Sharon Public Library
Sharon Public Library serves the informational, educational, cultural, and recreational needs of all members of the community by providing access to a professional staff, and quality materials, programs and services. While the library has all of the resources to meet those needs, they are struggling to ensure these services are just as easily accessible in a digital format.
The Problem
The website is in dire need of a redesign from the ground up with emphasis on easy to access information and welcoming thematic elements. The current website is dated from a technological perspective, and while there is an abundance of information, it can be daunting for online library patrons to find that information (i.e. it could be organized much better).
The Objective
Review and reorganize the existing content to make it easier for patrons and site users to find exactly what it is they are looking for, be it the online catalog, information about preschool story times or downloading a meeting room application form.
Discovery
Research was conducted via stakeholder interviews to learn users’ current needs and future desires in regards to the library website. In addition, industry research was also done to supplement the output from the stakeholder interviews in an effort to learn more about users’ behaviors and patterns.
Once the research was completed, analysis of the findings was conducted and used to begin evaluating the current structure of the site and brainstorming changes.
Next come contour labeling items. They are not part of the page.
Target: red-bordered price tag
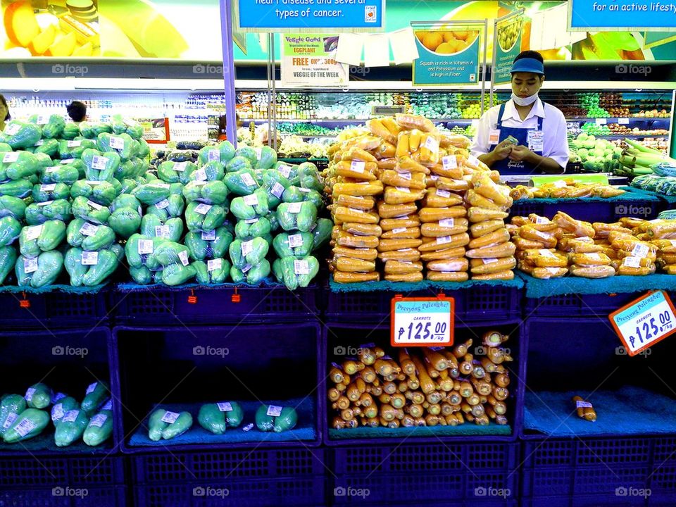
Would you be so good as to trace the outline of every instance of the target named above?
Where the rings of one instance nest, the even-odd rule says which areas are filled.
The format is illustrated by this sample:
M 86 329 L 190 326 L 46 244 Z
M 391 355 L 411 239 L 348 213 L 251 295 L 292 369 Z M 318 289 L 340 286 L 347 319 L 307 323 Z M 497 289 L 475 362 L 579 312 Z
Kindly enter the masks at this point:
M 676 309 L 664 291 L 649 292 L 613 312 L 608 318 L 630 356 L 676 332 Z
M 392 303 L 392 346 L 453 344 L 455 300 L 437 297 L 394 297 Z

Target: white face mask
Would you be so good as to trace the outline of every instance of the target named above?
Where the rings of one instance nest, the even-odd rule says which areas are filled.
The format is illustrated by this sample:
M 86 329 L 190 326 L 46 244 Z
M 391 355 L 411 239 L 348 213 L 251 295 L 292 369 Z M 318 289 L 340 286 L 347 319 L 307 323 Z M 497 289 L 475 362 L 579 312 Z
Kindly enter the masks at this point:
M 533 94 L 530 96 L 527 96 L 525 99 L 522 99 L 518 95 L 515 95 L 514 92 L 512 92 L 512 100 L 514 101 L 514 104 L 517 106 L 530 106 L 533 102 L 537 100 L 537 94 Z

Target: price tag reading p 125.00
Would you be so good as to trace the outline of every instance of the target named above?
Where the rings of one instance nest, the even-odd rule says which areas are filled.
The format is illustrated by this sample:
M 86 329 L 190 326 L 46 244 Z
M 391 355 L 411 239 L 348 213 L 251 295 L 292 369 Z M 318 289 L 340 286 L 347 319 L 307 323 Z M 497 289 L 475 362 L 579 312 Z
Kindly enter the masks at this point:
M 608 315 L 630 356 L 676 332 L 676 311 L 663 291 L 646 294 Z
M 453 298 L 392 299 L 390 342 L 393 346 L 453 344 Z

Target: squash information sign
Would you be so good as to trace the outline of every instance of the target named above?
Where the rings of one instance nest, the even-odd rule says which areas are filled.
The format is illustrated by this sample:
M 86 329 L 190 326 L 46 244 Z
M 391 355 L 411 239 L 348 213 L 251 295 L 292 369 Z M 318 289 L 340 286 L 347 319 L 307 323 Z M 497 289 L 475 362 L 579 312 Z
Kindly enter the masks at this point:
M 392 304 L 390 342 L 393 346 L 453 344 L 453 298 L 395 297 Z
M 651 292 L 608 318 L 627 353 L 636 356 L 676 332 L 676 311 L 664 291 Z

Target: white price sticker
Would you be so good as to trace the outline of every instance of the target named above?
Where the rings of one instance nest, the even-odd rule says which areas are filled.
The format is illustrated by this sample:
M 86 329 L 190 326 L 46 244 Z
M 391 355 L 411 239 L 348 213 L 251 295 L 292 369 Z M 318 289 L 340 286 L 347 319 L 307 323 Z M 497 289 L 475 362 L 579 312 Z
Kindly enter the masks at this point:
M 176 422 L 176 420 L 178 419 L 178 416 L 180 415 L 177 412 L 170 412 L 167 411 L 164 415 L 162 416 L 162 422 L 166 423 L 167 424 L 173 424 Z
M 35 425 L 30 419 L 22 419 L 19 423 L 14 427 L 14 430 L 21 437 L 25 437 L 35 429 Z
M 282 194 L 284 194 L 284 185 L 278 182 L 275 182 L 275 184 L 273 184 L 273 188 L 270 189 L 270 193 L 275 197 L 281 199 Z
M 303 259 L 294 261 L 294 273 L 296 275 L 309 275 L 310 263 Z
M 97 230 L 99 230 L 98 225 L 94 225 L 94 224 L 90 224 L 89 222 L 85 222 L 80 228 L 80 233 L 82 234 L 82 236 L 94 236 L 96 233 Z
M 363 161 L 352 161 L 350 164 L 350 170 L 355 173 L 363 173 L 366 169 L 366 163 Z
M 255 194 L 251 194 L 249 196 L 244 196 L 244 204 L 248 206 L 258 206 L 258 196 Z
M 124 149 L 125 140 L 122 137 L 111 136 L 111 148 L 114 149 Z
M 205 182 L 206 181 L 206 171 L 204 170 L 204 168 L 198 169 L 193 175 L 195 177 L 195 182 Z
M 278 417 L 282 415 L 282 407 L 277 406 L 277 405 L 270 405 L 268 407 L 268 412 L 265 413 L 265 415 L 272 417 Z
M 101 427 L 106 421 L 108 420 L 108 415 L 106 414 L 96 414 L 92 420 L 89 421 L 89 426 L 95 426 L 96 427 Z
M 139 255 L 153 253 L 152 239 L 139 239 Z
M 676 332 L 674 306 L 664 291 L 640 297 L 608 318 L 630 356 L 636 356 Z
M 223 259 L 209 259 L 206 261 L 206 270 L 215 271 L 217 269 L 221 269 L 223 267 Z
M 92 168 L 102 170 L 108 165 L 108 158 L 100 155 L 94 155 L 92 158 Z
M 280 165 L 277 170 L 284 177 L 289 177 L 291 175 L 291 167 L 289 165 Z
M 248 242 L 242 242 L 242 256 L 248 256 L 252 251 L 254 251 L 254 240 L 251 239 Z
M 2 156 L 2 163 L 11 163 L 13 162 L 16 162 L 19 159 L 19 154 L 18 151 L 8 151 Z
M 289 246 L 296 248 L 303 246 L 303 234 L 292 234 L 289 237 Z
M 242 181 L 248 187 L 253 187 L 256 184 L 256 180 L 249 173 L 244 173 L 242 175 Z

This phase created deliverables such as content analysis, classification scheme, and a sitemap, which helped the stakeholders understand where the current website’s weaknesses were and recommendations on how the content can be restructured to be more accessible and easier to find.
Conceptualize
The website’s labeling and taxonomy were thoroughly assessed, which included a deep dive into how the site’s content was named, described, grouped, classified, and labeled.
Based on the tasks current library website users are trying to complete, this helps to ensure buttons, navigation, and content groups are structured and labeled in a way that makes the content easily understood and quickly accessible.
Critique
The website’s labeling and taxonomy were thoroughly assessed, which included a deep dive into how the site’s content was named, described, grouped, classified, and labeled.
Based on the tasks current library website users are trying to complete, this helps to ensure buttons, navigation, and content groups are structured and labeled in a way that makes the content easily understood and quickly accessible.
Constraints
The biggest constraint for this project was the tight timeline considering this was a seven week project from start to finish, including:
Submitting the initial project proposal
Conducting stakeholder interviews
Performing industry research
Identification and creation of four key user personas
Site mapping
Website designs, feedback and iteration
Design Highlights
Redesign highlights include:
Persistent / sticky global navigation in the header
Search bar within persistent header to allow users constant and fast access to quick search
Addition of a "How Do I?" tab within primary navigation to provide quick access to common site questions and tasks identified in research
Lessons Learned
Iterate, iterate, iterate! Feedback is your friend. While I was pleased with my first iteration with the workflows and wires, my peers were able to ask questions and provide critique that urged me to look at the designs and workflows through additional viewpoints. This practice clearly showed how valuable it is to constantly elicit feedback throughout the entire UX process.